Chinese officials know that their preferred candidate would have won even if the last two elections had been held by universal suffrage. Yet Beijing appears to have strong misgivings about allowing genuine universal suffrage. That is because, as Patten said, the Chinese like to know in advance the outcome of all future elections. That is the very antithesis of democracy.
In fact, democratic elections are sometimes so close that the media get it wrong. The Chicago Tribune famously ran the front-page banner headline "Dewey Defeats Truman" the day after the 1948 presidential election, which Harry Truman won.
The Communist Party should understand that, in life, there is no such thing as absolute certainty.
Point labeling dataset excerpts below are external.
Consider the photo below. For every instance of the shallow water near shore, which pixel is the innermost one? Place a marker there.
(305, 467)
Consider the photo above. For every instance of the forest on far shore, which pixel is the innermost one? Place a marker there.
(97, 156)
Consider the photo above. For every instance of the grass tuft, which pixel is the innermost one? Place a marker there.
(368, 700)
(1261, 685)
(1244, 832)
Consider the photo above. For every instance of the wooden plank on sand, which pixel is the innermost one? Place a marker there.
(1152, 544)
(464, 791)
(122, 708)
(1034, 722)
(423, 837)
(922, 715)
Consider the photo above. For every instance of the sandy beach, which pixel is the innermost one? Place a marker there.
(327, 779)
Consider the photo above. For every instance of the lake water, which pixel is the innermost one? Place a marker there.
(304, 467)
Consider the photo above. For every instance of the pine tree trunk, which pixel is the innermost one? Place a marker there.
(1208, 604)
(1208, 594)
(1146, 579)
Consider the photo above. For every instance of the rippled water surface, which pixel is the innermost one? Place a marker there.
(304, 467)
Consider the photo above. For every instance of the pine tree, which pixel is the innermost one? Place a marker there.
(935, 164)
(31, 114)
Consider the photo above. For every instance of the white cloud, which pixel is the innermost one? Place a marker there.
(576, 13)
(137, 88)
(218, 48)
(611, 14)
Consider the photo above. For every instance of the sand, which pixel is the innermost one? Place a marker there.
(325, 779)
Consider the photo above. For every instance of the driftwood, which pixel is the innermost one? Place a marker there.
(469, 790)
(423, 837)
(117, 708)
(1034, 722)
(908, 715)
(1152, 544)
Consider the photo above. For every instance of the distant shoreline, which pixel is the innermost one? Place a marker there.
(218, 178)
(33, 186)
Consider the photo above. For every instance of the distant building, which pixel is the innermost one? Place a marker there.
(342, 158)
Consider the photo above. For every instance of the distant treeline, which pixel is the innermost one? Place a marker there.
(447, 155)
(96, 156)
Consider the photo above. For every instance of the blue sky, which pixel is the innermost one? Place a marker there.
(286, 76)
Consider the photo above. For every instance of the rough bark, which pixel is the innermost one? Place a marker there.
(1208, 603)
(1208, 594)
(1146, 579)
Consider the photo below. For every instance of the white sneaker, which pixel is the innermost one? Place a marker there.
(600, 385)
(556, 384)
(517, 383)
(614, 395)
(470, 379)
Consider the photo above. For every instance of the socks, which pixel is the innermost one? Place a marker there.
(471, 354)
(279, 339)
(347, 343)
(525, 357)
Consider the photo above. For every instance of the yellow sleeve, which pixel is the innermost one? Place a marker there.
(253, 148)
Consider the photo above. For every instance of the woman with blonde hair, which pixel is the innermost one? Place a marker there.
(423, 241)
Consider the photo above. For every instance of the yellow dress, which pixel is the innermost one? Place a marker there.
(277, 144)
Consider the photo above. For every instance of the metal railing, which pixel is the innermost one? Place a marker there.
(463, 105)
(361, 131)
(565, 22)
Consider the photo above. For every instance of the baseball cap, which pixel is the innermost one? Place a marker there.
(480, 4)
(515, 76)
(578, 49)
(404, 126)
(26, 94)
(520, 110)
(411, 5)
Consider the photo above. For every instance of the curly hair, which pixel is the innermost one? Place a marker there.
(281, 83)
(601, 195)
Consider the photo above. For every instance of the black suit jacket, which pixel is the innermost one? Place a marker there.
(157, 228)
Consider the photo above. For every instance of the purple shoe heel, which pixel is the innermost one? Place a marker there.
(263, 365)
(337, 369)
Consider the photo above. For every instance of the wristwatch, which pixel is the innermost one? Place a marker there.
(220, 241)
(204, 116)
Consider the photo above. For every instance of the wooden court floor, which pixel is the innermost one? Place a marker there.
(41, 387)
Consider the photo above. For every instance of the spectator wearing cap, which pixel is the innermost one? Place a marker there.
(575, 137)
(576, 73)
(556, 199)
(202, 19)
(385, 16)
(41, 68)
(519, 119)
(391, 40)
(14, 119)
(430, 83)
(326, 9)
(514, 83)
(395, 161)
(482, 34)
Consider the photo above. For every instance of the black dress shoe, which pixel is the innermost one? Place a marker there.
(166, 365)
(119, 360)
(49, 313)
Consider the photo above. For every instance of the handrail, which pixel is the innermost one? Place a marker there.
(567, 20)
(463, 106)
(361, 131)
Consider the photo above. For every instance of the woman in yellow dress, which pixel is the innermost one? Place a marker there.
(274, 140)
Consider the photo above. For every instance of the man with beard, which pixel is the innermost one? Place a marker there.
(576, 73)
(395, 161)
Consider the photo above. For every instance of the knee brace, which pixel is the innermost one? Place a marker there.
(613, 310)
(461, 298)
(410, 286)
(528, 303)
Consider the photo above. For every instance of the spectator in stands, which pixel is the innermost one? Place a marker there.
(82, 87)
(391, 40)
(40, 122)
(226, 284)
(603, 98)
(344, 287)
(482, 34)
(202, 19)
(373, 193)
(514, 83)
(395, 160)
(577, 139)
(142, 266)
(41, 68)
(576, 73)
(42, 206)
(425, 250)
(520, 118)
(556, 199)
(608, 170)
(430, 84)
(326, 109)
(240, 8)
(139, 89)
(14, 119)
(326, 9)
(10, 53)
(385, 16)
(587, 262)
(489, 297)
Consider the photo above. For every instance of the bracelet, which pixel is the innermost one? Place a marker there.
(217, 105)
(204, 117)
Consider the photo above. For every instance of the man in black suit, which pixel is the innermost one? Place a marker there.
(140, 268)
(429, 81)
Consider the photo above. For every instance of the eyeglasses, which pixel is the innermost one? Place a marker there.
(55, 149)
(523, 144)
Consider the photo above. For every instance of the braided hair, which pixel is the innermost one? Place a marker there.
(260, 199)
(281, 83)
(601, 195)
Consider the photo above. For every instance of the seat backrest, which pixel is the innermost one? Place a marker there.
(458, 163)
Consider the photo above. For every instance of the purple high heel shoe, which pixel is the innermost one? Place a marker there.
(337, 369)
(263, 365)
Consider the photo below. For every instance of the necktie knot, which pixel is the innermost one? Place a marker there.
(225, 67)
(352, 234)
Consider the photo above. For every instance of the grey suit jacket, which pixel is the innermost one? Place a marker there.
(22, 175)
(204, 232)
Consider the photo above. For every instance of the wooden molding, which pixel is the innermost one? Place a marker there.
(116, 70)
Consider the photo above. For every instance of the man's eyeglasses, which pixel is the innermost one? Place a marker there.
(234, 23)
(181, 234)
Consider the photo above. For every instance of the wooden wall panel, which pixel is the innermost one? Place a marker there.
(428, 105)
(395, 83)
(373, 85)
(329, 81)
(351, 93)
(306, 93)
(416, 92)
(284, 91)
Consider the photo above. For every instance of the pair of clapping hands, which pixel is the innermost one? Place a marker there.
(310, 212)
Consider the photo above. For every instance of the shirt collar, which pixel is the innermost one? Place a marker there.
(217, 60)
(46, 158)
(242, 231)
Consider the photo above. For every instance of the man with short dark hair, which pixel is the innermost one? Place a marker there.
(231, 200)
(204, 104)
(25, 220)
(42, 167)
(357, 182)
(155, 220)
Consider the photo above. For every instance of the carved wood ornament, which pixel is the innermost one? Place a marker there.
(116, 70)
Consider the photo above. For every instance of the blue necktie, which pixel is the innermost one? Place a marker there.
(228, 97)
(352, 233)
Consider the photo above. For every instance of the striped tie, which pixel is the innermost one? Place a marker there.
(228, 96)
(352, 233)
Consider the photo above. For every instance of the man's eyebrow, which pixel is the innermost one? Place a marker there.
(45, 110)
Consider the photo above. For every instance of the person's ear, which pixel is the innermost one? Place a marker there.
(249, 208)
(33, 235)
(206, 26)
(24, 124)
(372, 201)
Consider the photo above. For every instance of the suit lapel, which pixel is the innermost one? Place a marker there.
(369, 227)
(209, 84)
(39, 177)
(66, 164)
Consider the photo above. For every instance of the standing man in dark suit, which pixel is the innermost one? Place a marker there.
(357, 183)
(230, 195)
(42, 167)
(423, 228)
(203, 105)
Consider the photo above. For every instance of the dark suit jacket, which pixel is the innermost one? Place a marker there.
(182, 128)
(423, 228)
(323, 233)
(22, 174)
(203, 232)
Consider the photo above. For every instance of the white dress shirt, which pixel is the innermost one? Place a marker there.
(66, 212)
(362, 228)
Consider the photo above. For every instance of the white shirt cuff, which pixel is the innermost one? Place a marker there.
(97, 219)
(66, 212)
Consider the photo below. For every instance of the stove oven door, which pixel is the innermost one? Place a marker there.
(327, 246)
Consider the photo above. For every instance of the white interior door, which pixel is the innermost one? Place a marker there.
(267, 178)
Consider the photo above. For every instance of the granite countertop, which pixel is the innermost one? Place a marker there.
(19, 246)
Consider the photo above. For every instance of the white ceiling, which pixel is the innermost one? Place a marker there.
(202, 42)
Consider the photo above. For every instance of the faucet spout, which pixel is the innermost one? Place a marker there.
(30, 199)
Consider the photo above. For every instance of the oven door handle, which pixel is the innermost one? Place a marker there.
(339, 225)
In fact, it has used this argument to chide the US for its missile defence programme, saying that Washington was seeking to achieve "absolute security".
It is unnecessary for the Chinese government to try to have "absolute certainty" that its preferred candidate will win every election in Hong Kong, regardless of who the candidates are and what the issues are.
The past 16 years have shown that pro-establishment candidates are fully capable of winning elections; the pro-establishment camp has more seats in the legislature than the pan-democrats.
Hong Kong voters are not biased against pro-establishment candidates. In fact, opinion surveys in 2007 and 2012 clearly show a lack of public support for the pro-democracy candidates in those elections. There is no need for Beijing to fear genuine elections.